Sebuah foto struk restoran yang mencantumkan item biaya royalti musik dan lagu senilai Rp29.140 memicu perdebatan luas di media sosial. Warganet terkejut melihat biaya yang terlihat tidak lazim masuk ke dalam tagihan makanan dan minuman. Mereka mengkritik kebijakan yang dianggap membebani konsumen secara tidak adil, apalagi pelanggan tidak pernah memesan atau memilih lagu tersebut.
Konsumen Tolak dan PHRI Curigai Hoaks
Ketua Forum Konsumen Berdaya Indonesia menyarankan konsumen menolak pembayaran biaya royalti ini karena kurang transparan dan belum menjadi kewajiban langsung. Sementara itu, Ketua PHRI menyatakan perlu verifikasi dulu—foto struk itu bisa jadi hasil editan dan bukan mencerminkan praktik sebenarnya di restoran.

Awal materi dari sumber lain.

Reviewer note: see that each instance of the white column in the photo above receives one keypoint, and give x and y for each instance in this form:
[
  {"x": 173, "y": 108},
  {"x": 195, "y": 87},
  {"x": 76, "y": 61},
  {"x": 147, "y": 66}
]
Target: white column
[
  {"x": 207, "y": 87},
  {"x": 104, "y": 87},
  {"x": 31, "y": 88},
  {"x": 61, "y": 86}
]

LMKN Tegaskan Royalti Tetap Wajib
Lembaga Manajemen Kolektif Nasional (LMKN) tetap menyatakan bahwa pemutaran musik di tempat komersial perlu dibayar royalti. Komisioner LMKN menekankan bahwa pemberian akses terhadap lagu saja tidak cukup; sejumlah hak seperti hak produser, performer, dan rekaman tetap berlaku. Bahkan jika pencipta lagu memberi izin, itu belum menutup hak pihak lain yang terlibat secara hukum.
Pemerintah Respon, Dorong Revisi Regulasi
Menteri Hukum menanggapi kritik ini sebagai momentum mempercepat perbaikan mekanisme royalti. Ia menyatakan kritik publik jadi “booster” yang memotivasi penguatan regulasi. Ia meminta masyarakat memberi waktu kepada komisioner LMKN yang baru dilantik untuk merancang tarif royalti yang lebih adil dan menerapkan sistem transparan.